Georgia readers may be interested in learning that a Connecticut newspaper
columnist has suggested that her state follow Georgia's lead in addressing
certain family law issues surrounding child support. Divorce often spawns
ongoing issues that survive the final decree, including child custody
and support disagreements. Of particular interest to the columnist was
her state's inability to successfully collect back child support payments.
She gave no slack to those obligated for the country's economic malaise.
But she made some interesting observations. The state currently has more
than $1.5 billion outstanding in uncollected support arrears. She claims
the legal process is a charade with the same people appearing before the
court over and over again. One side pleads for payment while the other
side pleads for poverty.
She believes Connecticut should follow the collection procedures used in
Illinois, Georgia, Tennessee and Ohio. Specifically, she asks why Connecticut
does not suspend the driver's licenses of those owing money to force
payment. Indeed, she cites one Georgia example, where a father was a self-employed
painter. He was said to be repeatedly behind in his support payments until
he learned during a traffic stop that his driver's license was suspended.

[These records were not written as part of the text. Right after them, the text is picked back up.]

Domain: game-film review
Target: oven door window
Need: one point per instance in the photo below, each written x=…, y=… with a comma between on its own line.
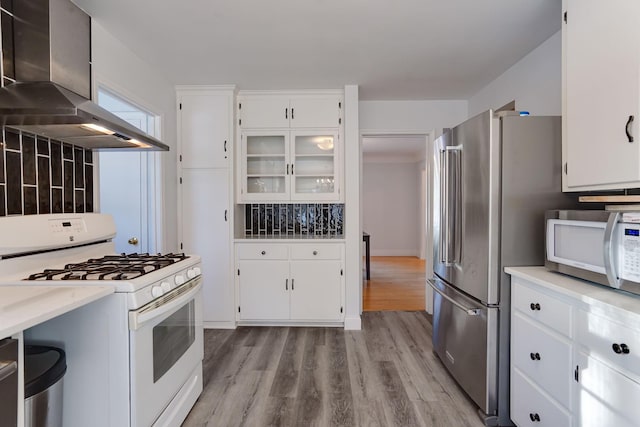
x=172, y=338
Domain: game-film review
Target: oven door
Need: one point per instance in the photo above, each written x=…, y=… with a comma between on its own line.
x=166, y=338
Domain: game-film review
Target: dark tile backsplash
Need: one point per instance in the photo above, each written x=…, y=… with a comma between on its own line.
x=300, y=219
x=39, y=176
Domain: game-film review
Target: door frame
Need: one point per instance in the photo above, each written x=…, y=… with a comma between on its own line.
x=426, y=217
x=153, y=218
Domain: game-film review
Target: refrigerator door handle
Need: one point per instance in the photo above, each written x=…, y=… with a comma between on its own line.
x=450, y=219
x=444, y=208
x=610, y=269
x=469, y=311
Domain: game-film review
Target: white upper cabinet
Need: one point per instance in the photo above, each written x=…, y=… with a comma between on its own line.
x=205, y=119
x=270, y=110
x=290, y=146
x=601, y=95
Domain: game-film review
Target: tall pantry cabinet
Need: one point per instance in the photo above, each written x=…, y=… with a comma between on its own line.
x=601, y=94
x=205, y=137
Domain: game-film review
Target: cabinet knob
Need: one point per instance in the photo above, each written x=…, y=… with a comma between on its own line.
x=620, y=348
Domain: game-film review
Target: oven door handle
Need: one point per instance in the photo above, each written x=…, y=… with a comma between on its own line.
x=164, y=304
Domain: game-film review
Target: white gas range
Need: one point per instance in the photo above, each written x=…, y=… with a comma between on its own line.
x=134, y=357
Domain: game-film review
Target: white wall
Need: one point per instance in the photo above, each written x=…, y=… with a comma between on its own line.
x=535, y=82
x=391, y=207
x=423, y=116
x=119, y=69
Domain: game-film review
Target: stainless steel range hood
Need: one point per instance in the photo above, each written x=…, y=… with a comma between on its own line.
x=51, y=96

Faced with the prospect of not being able to drive to work, the man was
said to pay his $8,000 arrears the next day. In this instance, it wasn't
because the man couldn't pay the support; he simply didn't want
to pay it. Ultimately, someone has to come up with the money, even if
it isn't the child's parents -- often being taxpayers.

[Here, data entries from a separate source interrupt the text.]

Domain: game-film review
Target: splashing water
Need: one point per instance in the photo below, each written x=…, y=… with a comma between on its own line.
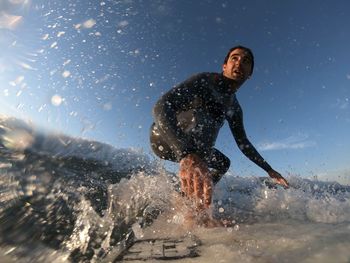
x=64, y=199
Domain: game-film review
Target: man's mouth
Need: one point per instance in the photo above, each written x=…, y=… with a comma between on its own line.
x=238, y=73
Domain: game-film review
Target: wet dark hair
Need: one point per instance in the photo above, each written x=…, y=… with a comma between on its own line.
x=246, y=50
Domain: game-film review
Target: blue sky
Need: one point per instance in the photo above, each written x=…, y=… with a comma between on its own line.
x=95, y=68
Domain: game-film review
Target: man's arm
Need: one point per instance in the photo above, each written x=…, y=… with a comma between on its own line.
x=180, y=98
x=237, y=129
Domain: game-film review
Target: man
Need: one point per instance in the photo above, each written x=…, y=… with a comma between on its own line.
x=187, y=120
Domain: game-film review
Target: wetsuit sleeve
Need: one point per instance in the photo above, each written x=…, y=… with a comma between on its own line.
x=179, y=98
x=237, y=129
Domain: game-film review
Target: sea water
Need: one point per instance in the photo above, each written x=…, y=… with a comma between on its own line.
x=67, y=199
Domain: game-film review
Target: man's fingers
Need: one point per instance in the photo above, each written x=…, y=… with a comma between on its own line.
x=198, y=185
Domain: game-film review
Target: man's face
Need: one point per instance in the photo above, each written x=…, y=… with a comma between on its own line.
x=238, y=66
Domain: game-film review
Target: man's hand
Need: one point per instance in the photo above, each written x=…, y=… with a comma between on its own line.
x=278, y=178
x=196, y=182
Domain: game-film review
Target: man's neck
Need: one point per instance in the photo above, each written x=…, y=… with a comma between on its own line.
x=231, y=84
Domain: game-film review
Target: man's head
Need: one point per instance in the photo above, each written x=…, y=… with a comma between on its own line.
x=238, y=64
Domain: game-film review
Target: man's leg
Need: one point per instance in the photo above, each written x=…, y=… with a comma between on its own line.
x=219, y=164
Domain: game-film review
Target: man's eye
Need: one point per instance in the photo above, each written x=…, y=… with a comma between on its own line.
x=247, y=61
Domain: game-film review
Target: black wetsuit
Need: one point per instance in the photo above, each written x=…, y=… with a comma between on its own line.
x=188, y=119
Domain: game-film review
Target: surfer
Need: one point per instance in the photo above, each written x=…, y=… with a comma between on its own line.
x=187, y=120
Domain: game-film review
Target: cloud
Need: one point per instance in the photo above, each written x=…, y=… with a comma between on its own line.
x=295, y=142
x=9, y=21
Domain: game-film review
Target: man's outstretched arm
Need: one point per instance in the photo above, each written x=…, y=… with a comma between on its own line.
x=247, y=148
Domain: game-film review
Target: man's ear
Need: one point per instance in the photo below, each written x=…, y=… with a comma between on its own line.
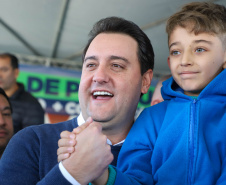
x=146, y=81
x=168, y=61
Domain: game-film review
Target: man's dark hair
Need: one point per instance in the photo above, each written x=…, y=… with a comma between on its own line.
x=13, y=59
x=120, y=25
x=2, y=92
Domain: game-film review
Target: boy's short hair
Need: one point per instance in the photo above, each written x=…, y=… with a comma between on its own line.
x=199, y=17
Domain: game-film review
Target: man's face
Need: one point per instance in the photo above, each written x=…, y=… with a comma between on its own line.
x=111, y=81
x=8, y=75
x=6, y=123
x=195, y=60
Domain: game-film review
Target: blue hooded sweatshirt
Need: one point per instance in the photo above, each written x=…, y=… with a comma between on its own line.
x=179, y=141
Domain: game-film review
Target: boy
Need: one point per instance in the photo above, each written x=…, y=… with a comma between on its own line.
x=182, y=140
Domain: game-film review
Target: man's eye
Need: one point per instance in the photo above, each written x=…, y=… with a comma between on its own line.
x=90, y=65
x=199, y=50
x=117, y=66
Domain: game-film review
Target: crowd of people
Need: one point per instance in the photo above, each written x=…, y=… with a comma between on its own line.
x=179, y=139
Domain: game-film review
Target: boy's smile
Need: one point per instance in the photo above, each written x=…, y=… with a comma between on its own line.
x=195, y=60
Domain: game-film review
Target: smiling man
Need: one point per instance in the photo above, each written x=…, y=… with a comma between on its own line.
x=6, y=123
x=117, y=69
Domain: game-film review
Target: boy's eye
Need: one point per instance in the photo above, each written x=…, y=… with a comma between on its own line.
x=199, y=50
x=175, y=53
x=6, y=114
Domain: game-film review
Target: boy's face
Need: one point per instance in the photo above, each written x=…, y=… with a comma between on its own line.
x=195, y=60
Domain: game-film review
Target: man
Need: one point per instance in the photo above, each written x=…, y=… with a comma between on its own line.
x=157, y=96
x=6, y=123
x=117, y=69
x=26, y=109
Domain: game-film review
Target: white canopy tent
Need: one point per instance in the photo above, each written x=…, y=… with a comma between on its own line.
x=54, y=32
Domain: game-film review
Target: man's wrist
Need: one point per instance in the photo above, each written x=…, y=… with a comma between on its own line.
x=67, y=175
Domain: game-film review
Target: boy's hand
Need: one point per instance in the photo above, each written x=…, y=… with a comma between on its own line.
x=68, y=141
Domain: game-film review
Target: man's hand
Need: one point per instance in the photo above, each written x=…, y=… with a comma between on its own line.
x=68, y=141
x=92, y=155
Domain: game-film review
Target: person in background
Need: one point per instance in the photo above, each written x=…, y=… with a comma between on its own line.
x=117, y=69
x=181, y=140
x=157, y=96
x=26, y=108
x=6, y=122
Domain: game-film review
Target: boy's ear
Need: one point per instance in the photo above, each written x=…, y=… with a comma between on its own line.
x=146, y=81
x=168, y=61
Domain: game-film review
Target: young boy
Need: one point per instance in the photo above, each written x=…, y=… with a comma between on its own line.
x=183, y=139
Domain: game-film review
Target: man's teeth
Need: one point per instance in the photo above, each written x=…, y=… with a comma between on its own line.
x=102, y=93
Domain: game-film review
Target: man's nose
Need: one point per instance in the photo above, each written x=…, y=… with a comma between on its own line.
x=187, y=58
x=101, y=74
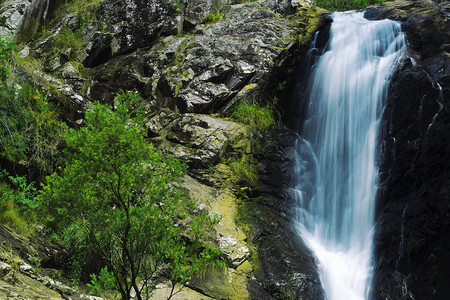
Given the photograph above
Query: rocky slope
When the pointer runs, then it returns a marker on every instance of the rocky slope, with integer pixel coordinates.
(413, 214)
(191, 70)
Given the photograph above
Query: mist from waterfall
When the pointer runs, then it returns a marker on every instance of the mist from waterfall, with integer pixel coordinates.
(336, 172)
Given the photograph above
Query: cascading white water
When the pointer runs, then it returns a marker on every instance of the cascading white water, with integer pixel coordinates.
(347, 89)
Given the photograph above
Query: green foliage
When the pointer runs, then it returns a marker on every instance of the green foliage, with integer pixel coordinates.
(29, 125)
(36, 261)
(177, 4)
(213, 17)
(244, 171)
(22, 192)
(118, 197)
(7, 48)
(343, 5)
(76, 6)
(259, 117)
(101, 283)
(16, 202)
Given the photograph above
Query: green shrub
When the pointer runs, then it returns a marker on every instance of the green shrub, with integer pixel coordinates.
(212, 17)
(259, 117)
(7, 48)
(101, 283)
(16, 202)
(343, 5)
(119, 198)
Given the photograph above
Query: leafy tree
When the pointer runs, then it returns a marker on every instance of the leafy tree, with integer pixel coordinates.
(30, 127)
(117, 196)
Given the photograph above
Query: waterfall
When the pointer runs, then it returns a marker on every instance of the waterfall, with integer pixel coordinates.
(336, 174)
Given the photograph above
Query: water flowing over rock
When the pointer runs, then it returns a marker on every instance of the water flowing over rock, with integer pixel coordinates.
(335, 177)
(413, 234)
(191, 73)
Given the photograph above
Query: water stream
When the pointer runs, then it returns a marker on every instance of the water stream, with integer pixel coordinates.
(336, 172)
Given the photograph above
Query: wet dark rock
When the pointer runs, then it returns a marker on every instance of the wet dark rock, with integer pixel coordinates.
(412, 241)
(286, 268)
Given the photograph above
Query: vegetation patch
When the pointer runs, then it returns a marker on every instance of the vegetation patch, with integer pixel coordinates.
(260, 118)
(343, 5)
(117, 198)
(213, 17)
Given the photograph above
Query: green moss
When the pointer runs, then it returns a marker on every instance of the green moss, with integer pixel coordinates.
(75, 40)
(244, 171)
(76, 6)
(343, 5)
(213, 17)
(258, 117)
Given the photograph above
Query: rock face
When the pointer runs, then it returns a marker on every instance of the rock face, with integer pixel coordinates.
(11, 14)
(191, 71)
(412, 241)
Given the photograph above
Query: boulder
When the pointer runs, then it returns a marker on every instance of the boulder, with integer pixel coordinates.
(413, 207)
(11, 15)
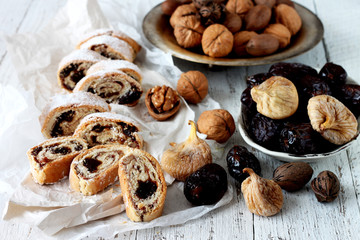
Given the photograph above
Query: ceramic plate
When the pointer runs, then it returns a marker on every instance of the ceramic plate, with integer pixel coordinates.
(158, 31)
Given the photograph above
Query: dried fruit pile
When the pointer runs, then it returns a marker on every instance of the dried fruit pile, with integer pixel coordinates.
(233, 27)
(293, 108)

It turns out Connecticut does have a similar law, but it can only be enforced
through the courts and not state run agencies like the department of motor
vehicles or social services. It is rarely used because the threat of jail
is more immediate than a driver's license suspension, which apparently
has a 30 day stay before it can become effective. So what should be done?

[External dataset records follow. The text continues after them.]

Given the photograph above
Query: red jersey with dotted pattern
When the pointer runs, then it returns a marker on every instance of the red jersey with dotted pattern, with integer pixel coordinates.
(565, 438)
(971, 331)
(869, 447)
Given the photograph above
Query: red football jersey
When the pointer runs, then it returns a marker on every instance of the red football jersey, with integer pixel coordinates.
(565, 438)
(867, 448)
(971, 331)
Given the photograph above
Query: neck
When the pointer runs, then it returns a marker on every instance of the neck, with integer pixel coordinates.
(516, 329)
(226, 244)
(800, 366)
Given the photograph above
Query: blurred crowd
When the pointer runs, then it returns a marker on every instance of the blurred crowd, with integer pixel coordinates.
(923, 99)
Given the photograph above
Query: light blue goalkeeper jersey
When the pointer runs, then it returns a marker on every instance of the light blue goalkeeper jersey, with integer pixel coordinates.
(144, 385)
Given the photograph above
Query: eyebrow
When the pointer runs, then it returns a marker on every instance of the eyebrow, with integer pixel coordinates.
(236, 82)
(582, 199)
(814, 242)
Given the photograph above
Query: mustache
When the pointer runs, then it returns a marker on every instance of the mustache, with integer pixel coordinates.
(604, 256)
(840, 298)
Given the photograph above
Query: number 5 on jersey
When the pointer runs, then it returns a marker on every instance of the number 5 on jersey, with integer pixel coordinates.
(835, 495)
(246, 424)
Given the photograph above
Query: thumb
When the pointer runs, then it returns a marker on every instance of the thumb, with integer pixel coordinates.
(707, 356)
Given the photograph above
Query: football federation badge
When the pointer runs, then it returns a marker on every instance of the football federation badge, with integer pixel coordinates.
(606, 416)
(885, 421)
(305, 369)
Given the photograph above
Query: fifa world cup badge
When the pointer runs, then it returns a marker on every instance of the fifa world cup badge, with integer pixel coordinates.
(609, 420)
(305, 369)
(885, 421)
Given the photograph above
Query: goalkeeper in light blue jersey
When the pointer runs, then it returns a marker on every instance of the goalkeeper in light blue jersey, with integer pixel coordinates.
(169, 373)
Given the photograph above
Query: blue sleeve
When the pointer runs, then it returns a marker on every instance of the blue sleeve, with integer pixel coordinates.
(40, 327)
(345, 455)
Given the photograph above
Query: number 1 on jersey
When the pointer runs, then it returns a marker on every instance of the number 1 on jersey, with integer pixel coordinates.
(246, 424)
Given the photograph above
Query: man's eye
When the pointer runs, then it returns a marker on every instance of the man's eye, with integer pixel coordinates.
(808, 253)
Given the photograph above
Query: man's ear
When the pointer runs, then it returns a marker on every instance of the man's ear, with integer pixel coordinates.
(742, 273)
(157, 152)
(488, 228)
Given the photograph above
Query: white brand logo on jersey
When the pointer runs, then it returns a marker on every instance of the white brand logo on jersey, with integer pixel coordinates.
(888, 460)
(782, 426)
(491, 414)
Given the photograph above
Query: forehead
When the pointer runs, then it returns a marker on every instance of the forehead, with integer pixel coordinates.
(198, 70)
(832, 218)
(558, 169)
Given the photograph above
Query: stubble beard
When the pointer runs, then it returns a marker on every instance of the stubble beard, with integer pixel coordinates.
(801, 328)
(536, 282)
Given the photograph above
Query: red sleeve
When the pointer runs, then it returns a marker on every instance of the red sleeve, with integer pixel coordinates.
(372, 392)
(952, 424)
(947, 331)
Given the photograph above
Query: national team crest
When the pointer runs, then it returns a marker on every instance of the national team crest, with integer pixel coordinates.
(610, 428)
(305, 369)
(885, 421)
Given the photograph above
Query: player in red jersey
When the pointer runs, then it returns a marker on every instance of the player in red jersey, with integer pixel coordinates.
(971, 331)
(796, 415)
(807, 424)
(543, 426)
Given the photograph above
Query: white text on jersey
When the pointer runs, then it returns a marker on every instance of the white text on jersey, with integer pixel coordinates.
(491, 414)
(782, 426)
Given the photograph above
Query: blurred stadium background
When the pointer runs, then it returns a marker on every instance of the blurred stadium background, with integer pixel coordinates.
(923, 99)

While the columnist groups all persons owing back child support together,
the fact is some have fallen behind because they do not have the money,
and the disparity creates a perplexing family law conundrum. Those owed
back child support have a right to collect and sometimes need legal assistance
in doing so. Those, despite the best intentions, who are legitimately
behind on their child support need help too. And the law permits relief
by way of a modification petition due to a substantial change in circumstances.